## 2.3 Principal Components

Principal components analysis has an eminent historical pedigree, going back to pioneering work in the early twentieth century by the statistician Karl Pearson (Pearson 1901) and the economist Harold Hotelling (Hotelling 1933). The technique is also known as the Karhunen-Loève transform in probability theory, and as empirical orthogonal functions or EOF in meteorology (see, for example, in applications of space-time statistics in Cressie and Wikle 2011; Wikle, Zammit-Mangion, and Cressie 2019).

The derivation of principal components can be approached from a number of different perspectives, all leading to the same solution. Perhaps the most common treatment considers the components as the solution of a problem of finding new variables that are constructed as a linear combination of the original variables, such that they maximize the explained variance. In a sense, the principal components can be interpreted as the best linear approximation to the multivariate point cloud of the data.

The point of departure is to organize \(n\) observations on \(k\) variables \(x_h\),
with \(h = 1, \dots, k\),
as a \(n \times k\) matrix \(X\) (each variable is a column in the matrix). In practice, each of the variables is typically standardized, such that its mean is zero and variance equals one. This avoids problems with (large) scale differences between the variables (i.e., some are very small numbers and others very large). For such standardized variables, the \(k \times k\) cross product matrix \(X'X\) corresponds to the correlation matrix (without standardization, this would be the variance-covariance matrix).^{2}

The goal is to find a small number of new variables, the so-called *principal components*, that explain the bulk of the variance (or, in practice, the correlation) in the original variables. If this can be accomplished with a much smaller number of variables than in the original set, the objective of *dimension reduction* will have been achieved.

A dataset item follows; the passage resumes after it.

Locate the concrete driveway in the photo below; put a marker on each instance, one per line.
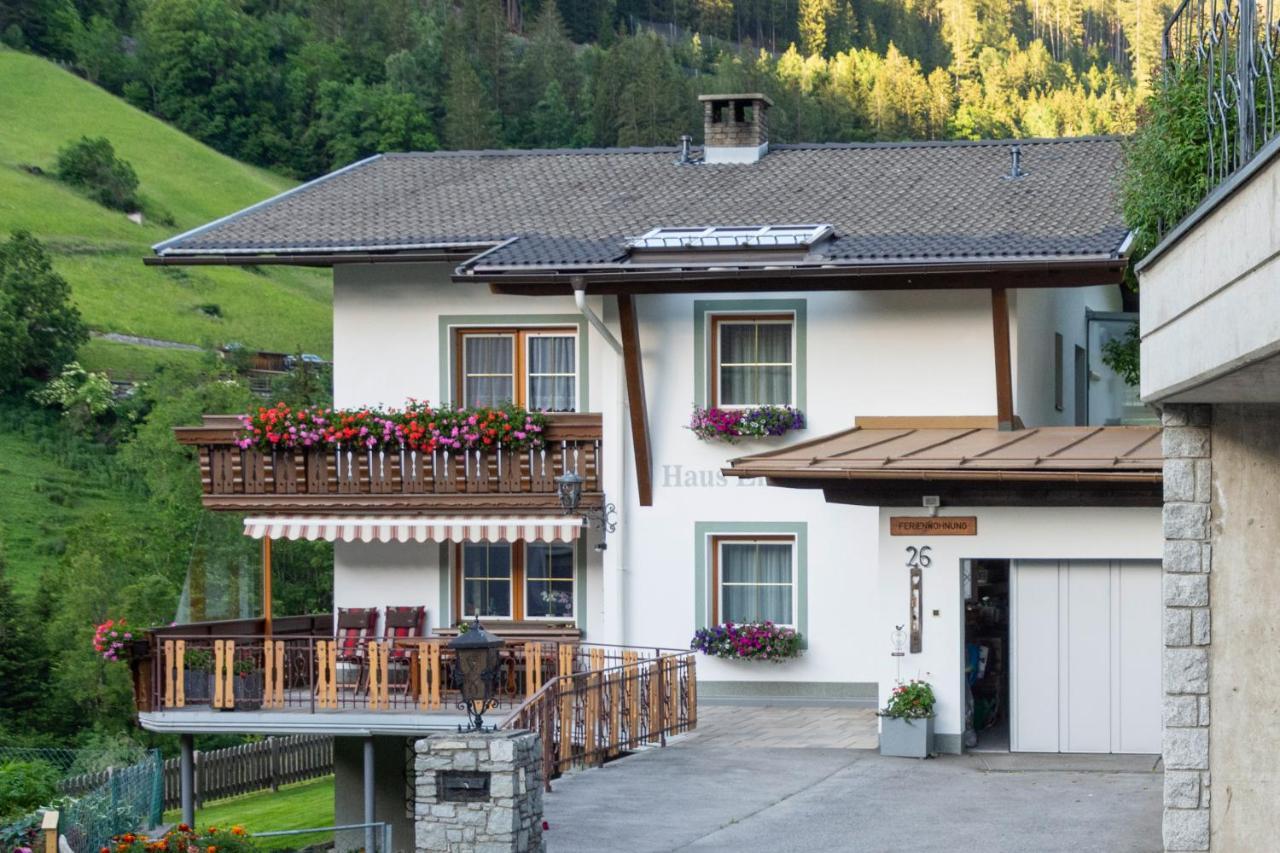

Each principal component \(z_u\) is a linear combination of the original variables \(x_h\), with \(h\) going from \(1\) to \(k\) such that: \[z_u = a_1 x_1 + a_2 x_2 + \dots + a_k x_k\] The mathematical problem is to find the coefficients \(a_h\) such that the new variables maximize the explained variance of the original variables. In addition, to avoid an indeterminate solution, the coefficients are scaled such that the sum of their squares equals \(1\).

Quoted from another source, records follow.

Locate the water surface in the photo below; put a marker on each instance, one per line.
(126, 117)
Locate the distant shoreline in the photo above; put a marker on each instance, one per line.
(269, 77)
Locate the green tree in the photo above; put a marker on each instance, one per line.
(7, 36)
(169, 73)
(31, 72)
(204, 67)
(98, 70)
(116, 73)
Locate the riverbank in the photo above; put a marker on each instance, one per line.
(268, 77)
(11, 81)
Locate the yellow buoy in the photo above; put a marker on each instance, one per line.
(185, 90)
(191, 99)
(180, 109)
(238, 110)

A full mathematical treatment of the derivation of the optimal solution to this problem is beyond the current scope (for details, see, e.g., Lee and Verleysen 2007, chap. 2). Nevertheless, obtaining a basic intuition for the mathematical principles involved is useful.

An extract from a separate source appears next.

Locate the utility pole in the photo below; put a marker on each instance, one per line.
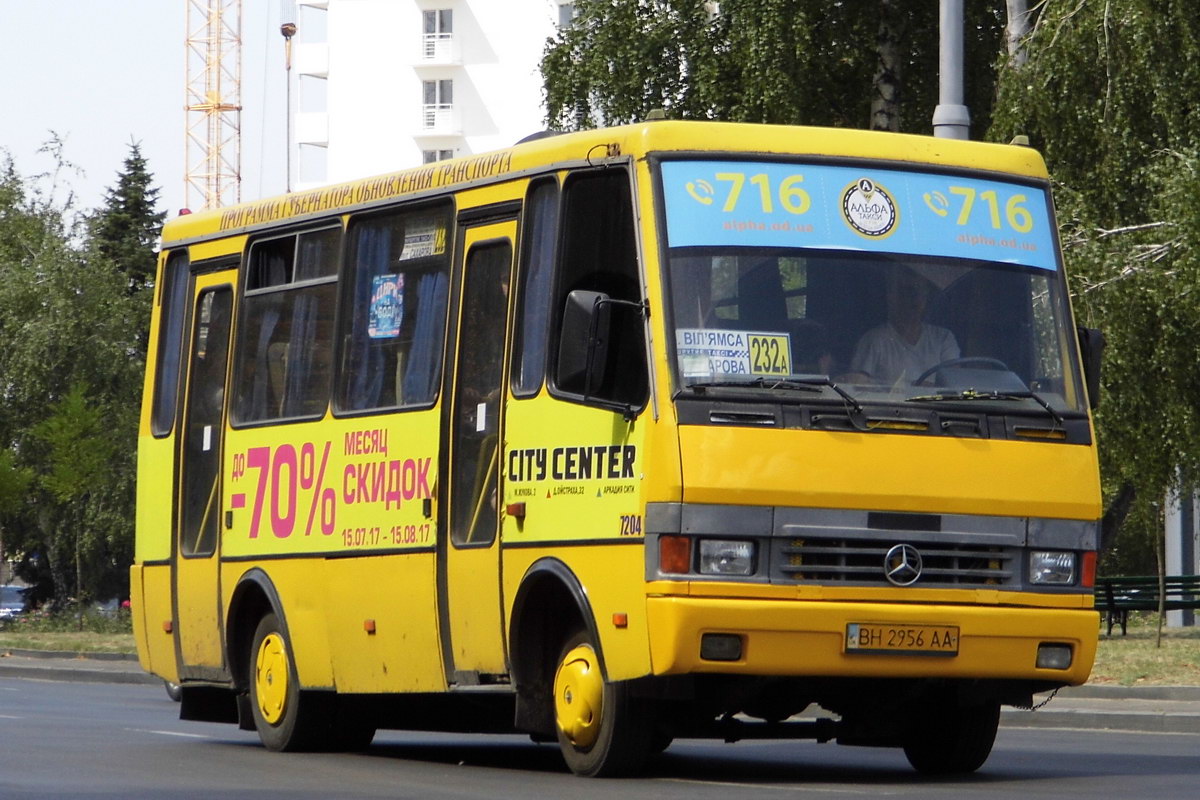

The coefficients by which the original variables need to be multiplied to obtain each principal component can be shown to correspond to the elements of the eigenvectors of \(X'X\), with the associated eigenvalue giving the explained variance. Even though the original data matrix \(X\) is typically not square (of dimension \(n \times k\)), the cross-product matrix \(X'X\) is of dimension \(k \times k\), so it is square and symmetric. As a result, all the eigenvalues are real numbers, which avoids having to deal with complex numbers.

Operationally, the principal component coefficients are obtained by means of a
matrix decomposition. One option is to compute the *spectral* decomposition of the
\(k \times k\) matrix \(X'X\), i.e., of the correlation matrix. As shown in Section 2.2.2.1, this yields:
\[X'X = VGV',\]
where \(V\) is a \(k \times k\) matrix with the eigenvectors as columns (the coefficients needed
to construct the principal components), and \(G\) a \(k \times k\) diagonal matrix of the
associated eigenvalues (the explained variance).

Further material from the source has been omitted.